Si prevalece un enfoque utilitarista, en el que el estudiante se especializa en resolver situaciones laborales puntuales, la universidad se convertirá en un mecanismo que genera egresados con capacidades instrumentales para propósitos específicos. La sobrevaloración del componente laboral consiste no solo en que los conocimientos se conciben en función únicamente de la profesión, sino, como se puede captar en el texto de Aguilar Astorga (2017), que esta se convierte en algo encerrado en sí mismo y, por tanto, aislado y aislante. Al decir de Rodríguez (2017), la formación de profesionales capaces exclusivamente para el trabajo, es propia de los siglos XIX y XX y, por tanto, es un residuo del pasado.
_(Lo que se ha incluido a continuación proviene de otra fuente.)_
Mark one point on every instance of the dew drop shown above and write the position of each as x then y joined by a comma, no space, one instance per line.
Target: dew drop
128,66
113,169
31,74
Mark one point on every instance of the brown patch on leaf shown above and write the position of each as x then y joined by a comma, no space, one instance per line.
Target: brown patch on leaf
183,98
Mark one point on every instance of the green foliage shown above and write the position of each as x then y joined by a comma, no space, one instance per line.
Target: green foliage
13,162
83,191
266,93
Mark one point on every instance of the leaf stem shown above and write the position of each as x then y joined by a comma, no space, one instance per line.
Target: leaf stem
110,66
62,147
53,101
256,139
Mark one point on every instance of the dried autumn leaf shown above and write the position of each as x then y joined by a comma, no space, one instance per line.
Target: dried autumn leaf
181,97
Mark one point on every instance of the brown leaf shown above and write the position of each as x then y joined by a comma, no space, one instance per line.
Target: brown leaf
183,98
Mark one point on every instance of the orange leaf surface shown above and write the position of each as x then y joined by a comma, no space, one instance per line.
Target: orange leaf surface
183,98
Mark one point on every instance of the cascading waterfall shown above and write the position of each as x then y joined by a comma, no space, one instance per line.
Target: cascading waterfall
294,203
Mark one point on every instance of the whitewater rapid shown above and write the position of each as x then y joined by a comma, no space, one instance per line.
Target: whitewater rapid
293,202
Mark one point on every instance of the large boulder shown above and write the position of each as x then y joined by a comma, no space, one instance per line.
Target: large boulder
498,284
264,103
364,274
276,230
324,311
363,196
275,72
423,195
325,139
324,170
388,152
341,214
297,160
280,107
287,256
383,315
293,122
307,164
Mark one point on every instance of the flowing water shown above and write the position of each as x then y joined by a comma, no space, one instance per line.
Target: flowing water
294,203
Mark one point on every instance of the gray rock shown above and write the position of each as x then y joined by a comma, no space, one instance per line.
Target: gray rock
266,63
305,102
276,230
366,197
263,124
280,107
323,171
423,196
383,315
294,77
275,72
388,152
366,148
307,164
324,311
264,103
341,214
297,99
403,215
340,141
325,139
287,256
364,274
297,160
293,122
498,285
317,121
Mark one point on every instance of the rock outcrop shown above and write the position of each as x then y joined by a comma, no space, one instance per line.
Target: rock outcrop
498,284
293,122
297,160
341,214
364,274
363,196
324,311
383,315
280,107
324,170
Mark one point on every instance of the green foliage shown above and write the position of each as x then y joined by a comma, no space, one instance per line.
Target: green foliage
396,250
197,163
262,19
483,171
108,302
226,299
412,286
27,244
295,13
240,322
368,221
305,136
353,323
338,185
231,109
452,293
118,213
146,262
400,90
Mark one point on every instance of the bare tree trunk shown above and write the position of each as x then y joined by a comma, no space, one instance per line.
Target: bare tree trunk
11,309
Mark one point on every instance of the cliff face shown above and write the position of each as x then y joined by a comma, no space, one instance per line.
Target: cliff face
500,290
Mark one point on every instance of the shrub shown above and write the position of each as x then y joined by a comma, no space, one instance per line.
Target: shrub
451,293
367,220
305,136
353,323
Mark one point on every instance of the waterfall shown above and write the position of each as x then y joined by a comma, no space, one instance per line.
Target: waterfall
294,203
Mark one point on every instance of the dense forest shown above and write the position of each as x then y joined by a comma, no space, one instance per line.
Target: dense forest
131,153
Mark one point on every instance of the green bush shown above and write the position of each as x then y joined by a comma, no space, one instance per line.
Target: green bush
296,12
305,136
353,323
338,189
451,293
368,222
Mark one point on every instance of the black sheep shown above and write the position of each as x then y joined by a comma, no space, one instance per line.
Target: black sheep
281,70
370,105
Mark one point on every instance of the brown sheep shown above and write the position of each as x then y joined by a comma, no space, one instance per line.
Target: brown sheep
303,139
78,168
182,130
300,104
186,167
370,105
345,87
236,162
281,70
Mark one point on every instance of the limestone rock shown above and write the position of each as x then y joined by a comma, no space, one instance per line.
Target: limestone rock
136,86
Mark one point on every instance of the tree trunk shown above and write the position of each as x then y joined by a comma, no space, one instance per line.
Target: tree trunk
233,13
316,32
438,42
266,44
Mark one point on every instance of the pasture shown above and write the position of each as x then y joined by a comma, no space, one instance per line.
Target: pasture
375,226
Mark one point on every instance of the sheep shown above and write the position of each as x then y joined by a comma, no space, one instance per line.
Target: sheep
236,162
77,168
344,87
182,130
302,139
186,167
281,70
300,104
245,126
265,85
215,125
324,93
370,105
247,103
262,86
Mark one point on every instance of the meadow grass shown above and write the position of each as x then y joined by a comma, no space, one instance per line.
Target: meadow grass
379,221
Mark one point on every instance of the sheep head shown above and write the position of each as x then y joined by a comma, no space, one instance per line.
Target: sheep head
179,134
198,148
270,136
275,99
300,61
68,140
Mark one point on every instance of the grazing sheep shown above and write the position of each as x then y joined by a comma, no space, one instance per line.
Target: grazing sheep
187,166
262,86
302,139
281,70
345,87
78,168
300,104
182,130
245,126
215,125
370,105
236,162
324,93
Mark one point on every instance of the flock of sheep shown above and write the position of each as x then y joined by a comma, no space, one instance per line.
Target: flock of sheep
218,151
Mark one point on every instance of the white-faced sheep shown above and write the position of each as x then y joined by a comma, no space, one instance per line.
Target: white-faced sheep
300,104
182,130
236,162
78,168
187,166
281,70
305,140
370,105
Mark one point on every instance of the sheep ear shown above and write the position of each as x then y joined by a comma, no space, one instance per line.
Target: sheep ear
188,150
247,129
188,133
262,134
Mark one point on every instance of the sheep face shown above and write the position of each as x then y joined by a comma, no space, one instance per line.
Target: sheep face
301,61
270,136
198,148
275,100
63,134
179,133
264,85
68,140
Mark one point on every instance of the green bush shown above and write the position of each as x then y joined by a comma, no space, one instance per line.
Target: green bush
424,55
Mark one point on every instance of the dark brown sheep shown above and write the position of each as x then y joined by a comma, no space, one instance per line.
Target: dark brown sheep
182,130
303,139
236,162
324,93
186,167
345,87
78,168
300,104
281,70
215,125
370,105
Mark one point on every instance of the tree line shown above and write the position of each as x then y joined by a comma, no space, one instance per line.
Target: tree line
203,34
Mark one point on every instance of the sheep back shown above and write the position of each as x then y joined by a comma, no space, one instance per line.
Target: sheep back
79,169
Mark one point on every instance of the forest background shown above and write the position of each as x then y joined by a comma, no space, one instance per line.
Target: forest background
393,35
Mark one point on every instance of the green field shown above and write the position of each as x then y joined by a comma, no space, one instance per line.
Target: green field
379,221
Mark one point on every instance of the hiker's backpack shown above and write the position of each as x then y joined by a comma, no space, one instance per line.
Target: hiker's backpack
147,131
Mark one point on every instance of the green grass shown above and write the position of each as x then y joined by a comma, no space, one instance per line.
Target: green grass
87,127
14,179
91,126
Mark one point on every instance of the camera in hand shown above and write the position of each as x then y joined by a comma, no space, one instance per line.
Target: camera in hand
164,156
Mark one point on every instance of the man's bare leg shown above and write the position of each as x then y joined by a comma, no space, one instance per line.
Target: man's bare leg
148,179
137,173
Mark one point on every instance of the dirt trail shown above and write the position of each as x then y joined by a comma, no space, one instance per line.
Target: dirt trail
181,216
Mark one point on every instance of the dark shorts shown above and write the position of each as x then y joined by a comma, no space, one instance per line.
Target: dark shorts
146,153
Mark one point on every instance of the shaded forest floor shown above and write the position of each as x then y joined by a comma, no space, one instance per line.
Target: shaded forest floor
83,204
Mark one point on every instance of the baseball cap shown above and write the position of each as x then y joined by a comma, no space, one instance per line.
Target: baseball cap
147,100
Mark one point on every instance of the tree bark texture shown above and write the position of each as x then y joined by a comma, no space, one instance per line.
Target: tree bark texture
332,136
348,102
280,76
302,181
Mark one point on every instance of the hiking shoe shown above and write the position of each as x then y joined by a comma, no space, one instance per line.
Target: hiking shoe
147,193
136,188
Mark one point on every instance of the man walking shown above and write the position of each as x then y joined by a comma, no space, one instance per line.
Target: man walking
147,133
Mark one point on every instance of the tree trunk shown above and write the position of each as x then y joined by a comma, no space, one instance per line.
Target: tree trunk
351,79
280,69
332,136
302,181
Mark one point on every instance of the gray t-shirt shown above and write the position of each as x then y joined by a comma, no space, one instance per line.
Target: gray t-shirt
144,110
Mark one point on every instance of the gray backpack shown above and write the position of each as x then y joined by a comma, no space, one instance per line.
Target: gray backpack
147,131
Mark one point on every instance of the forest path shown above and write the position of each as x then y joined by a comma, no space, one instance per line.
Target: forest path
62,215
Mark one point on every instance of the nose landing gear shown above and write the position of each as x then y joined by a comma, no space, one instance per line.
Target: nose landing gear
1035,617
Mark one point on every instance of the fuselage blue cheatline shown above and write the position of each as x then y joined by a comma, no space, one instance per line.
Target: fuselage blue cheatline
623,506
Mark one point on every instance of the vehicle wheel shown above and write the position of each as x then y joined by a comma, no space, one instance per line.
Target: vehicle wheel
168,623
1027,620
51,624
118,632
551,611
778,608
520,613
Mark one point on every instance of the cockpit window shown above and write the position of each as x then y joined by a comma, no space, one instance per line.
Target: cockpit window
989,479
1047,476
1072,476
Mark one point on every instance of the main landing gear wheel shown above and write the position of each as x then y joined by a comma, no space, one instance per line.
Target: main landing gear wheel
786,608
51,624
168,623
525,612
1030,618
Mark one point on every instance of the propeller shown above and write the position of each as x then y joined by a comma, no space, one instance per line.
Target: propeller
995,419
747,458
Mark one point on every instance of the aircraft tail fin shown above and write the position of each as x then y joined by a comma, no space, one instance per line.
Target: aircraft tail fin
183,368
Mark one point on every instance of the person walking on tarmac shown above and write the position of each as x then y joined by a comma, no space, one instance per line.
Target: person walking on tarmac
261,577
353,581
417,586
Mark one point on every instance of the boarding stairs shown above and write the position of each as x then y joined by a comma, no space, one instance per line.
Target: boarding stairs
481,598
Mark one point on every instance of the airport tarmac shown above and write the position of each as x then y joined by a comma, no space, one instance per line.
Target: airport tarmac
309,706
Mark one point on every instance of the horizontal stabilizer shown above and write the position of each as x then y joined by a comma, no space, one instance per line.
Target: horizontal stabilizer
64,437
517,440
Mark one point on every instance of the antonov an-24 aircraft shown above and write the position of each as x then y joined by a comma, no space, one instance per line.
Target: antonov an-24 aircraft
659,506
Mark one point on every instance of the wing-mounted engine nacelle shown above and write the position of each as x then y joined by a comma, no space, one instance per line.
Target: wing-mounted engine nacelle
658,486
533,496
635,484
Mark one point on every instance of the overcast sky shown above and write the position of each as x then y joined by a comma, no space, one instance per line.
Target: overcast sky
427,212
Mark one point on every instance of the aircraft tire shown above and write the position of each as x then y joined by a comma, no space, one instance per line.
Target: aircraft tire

Según los autores Navia-Antezana y Hirsch-Adler (2015) y Picazo et al. (2018), hay experiencias que demuestran que el componente social es a veces mejor valorado (como rasgo deseable de un buen profesional) que el componente técnico o cognitivo. Esto demuestra que no faltan quienes reconocen que los individuos formados en aspectos puramente prácticos, a final de cuentas no poseen habilidades sociales y humanas, también muy necesarias para desempeñarse con éxito en el ámbito laboral. Pero lo llamativo es que en tales circunstancias también se corre el riesgo de ir a un extremo y con ello, sucumbir en los brazos de otro tipo de reduccionismo.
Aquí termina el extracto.